Get Answers To Oxide's Most Frequently Asked Questions
Oxide AI FAQ
1. How does Oxide AI fully avoid hallucinations?
Oxide’s prorpietary core AI engine EvoQ uses exact, logical reasoning that always delivers accurate reasoning results. Any LLM phrasing is validated against the known computed results, eliminating any potential hallucinations.
2. How does Oxide AI deliver results that are fully explainable?
The AI Agents in our Hybrid AI system use a proprietary reasoning programming language that not only delivers excellent reasoning ability, but also documents its step-by-step reasoning chain so both the result and the path to it are fully understood and auditable.
3. What do third parties say about Oxide AI’s Hybrid AI System?
Oxide was featured by Meta AI as a Llama case study and is an IBM watsonx partner.
4. How should I think about Oxide AI’s system?
As massively scaled automation of a top data scientist who is also excellent at qualitative analysis. As any top performer, our system delivers robust, accurate work, can break new ground, and will always explain its reasoning and sources on request.
5. Where are LLMs used - and not used?
Used for language interface and very specific inference tasks. Not used for final decisions, math or reasoning. All business-critical outputs come from our proprietary quantitative reasoning engine over verified facts and evidence.
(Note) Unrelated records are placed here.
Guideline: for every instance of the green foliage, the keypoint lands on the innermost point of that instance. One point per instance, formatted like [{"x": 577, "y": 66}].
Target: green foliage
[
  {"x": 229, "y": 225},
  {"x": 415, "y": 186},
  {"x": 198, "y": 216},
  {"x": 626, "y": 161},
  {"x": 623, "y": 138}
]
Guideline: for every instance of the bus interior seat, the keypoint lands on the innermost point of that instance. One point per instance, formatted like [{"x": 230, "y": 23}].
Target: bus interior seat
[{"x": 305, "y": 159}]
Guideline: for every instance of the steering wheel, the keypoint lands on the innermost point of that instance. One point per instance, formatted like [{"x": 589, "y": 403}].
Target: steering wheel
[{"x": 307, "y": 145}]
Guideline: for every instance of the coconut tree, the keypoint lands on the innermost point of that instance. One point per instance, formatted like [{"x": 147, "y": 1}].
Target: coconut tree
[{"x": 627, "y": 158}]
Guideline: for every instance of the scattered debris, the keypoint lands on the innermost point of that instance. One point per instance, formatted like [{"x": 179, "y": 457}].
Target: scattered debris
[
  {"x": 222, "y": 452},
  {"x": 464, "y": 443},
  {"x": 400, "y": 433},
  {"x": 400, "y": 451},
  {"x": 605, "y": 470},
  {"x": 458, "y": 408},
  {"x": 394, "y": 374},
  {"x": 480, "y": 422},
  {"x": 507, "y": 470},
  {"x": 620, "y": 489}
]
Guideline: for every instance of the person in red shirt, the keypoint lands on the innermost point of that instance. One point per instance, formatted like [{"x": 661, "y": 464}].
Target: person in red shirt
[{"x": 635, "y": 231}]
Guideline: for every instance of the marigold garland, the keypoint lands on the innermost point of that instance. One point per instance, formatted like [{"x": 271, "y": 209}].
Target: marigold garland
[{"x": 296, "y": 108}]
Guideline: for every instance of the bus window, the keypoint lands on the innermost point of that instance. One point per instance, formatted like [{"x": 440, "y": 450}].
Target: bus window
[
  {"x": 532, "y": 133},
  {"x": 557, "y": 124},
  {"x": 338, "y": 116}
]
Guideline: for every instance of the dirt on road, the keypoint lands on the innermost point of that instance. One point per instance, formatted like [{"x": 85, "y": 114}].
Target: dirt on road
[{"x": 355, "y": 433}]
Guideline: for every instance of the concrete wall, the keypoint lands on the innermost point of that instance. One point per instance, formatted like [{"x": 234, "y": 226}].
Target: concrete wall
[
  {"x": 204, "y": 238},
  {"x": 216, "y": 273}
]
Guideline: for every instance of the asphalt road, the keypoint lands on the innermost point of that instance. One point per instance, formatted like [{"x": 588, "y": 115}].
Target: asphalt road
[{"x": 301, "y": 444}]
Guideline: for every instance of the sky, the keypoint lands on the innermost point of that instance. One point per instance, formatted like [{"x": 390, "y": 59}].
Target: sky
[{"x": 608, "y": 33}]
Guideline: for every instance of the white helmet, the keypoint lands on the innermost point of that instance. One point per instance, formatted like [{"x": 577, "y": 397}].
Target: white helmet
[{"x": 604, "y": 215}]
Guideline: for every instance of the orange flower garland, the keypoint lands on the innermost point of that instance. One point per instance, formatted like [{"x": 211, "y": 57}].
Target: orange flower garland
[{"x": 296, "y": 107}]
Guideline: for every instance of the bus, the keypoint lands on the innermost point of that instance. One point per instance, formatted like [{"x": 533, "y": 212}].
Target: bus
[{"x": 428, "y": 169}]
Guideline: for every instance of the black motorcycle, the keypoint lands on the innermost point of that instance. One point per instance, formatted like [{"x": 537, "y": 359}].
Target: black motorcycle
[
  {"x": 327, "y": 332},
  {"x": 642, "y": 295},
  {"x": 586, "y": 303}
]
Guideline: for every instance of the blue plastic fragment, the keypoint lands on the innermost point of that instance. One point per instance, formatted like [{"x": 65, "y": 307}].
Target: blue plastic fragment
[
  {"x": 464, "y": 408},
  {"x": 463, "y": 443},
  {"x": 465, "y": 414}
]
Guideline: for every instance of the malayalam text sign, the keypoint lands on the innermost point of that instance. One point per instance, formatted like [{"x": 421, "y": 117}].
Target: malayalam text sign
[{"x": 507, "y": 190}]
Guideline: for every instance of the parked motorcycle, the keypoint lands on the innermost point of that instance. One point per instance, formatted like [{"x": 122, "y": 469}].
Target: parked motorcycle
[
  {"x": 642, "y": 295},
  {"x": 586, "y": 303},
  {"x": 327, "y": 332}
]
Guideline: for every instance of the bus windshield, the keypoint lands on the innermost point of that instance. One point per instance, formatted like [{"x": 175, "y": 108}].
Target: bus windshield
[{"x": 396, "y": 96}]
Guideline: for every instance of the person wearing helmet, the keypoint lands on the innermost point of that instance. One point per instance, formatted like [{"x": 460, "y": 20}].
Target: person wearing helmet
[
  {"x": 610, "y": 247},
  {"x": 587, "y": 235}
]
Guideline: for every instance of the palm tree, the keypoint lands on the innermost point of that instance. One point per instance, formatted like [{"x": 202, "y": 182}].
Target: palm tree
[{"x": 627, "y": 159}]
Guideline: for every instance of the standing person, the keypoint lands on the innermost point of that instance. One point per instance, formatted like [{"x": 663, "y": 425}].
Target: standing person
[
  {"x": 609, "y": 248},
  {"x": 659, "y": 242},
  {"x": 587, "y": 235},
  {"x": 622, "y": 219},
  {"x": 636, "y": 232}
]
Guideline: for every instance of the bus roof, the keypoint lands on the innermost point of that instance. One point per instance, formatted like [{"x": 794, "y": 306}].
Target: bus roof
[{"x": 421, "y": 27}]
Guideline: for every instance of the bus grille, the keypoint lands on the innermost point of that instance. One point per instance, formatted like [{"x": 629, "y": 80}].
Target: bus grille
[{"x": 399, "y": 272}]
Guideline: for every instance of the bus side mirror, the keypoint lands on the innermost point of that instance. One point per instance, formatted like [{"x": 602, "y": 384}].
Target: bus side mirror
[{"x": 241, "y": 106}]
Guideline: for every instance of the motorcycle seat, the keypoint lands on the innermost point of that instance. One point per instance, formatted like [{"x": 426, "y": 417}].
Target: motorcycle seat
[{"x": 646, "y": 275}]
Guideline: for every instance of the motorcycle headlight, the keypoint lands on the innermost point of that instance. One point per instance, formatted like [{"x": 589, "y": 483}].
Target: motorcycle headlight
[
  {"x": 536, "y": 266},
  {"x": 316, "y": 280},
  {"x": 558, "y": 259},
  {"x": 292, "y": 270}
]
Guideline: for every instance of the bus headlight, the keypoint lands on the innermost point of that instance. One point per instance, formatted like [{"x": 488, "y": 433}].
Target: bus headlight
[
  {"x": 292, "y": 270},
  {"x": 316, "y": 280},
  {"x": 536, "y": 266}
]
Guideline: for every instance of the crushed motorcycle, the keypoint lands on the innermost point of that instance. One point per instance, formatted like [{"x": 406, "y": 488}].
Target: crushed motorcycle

6. What makes Oxide’s results trustworthy?
Three pillars:
- accuracy – quantitative reasoning over verified facts;
- explainability – step-by-step data scientist level of reasoning trail;
- privacy – isolation by design.
No black-box reasoning, no hallucinations, no leakage.
7. How does the AI system adapt over time?
Continuous perception updates combined with evolutionary optimization of strategies within guardrails. The system learns from new data and feedback while preserving explainability and controls.
8. How is Oxide different from agentic LLM systems?
Agentic LLMs rely on generative heuristics and often fail planning/logic tasks. Oxide’s agents execute deterministic, auditable reasoning plans over a highly controlled facts and evidence space.
9. Can Oxide run in my environment (VPC/on-prem)?
Yes. We support a range of common private deployment models with strict network, system, and audit controls to meet enterprise security and regulatory needs.
10. What performance/latency can we expect?
Built for near real-time operation at enterprise scale.
Example.
Typical end-to-end reasoning for complex analyses completes in 300-700ms for 6,000 publicly listed companies across Nasdaq, NYSE and LSE.
11. How does Oxide integrate with our data stack?
Connectors for various types of data, event streams and APIs. Outputs as customizable APIs.
12. Does Oxide support compliance and audit?
Yes, every time an AI agent reasons, it leaves an explanation trail that can be stored for compliance automation and retained for later audits.
13. Who owns the IP from custom agents/models?
You own your data and custom artifacts; Oxide retains core platform IP. Custom IP terms are contractually explicit. Your data is never used to train any Oxide AI models.
14. How compute-efficient is Oxide vs LLM-centric stacks?
Orders-of-magnitude more compute-efficient for reasoning workloads. The combination of performance and efficiency makes our AI system highly suitable for near real-time scenarios at massive scale.
15. Do you support human-in-the-loop review?
Yes, our ambition is to amplify humanity, so approve/override, feedback capture and learning loops are core to our system. Agents are often set up to run automated analysis tasks of various kinds but can always be altered, overridden or stopped.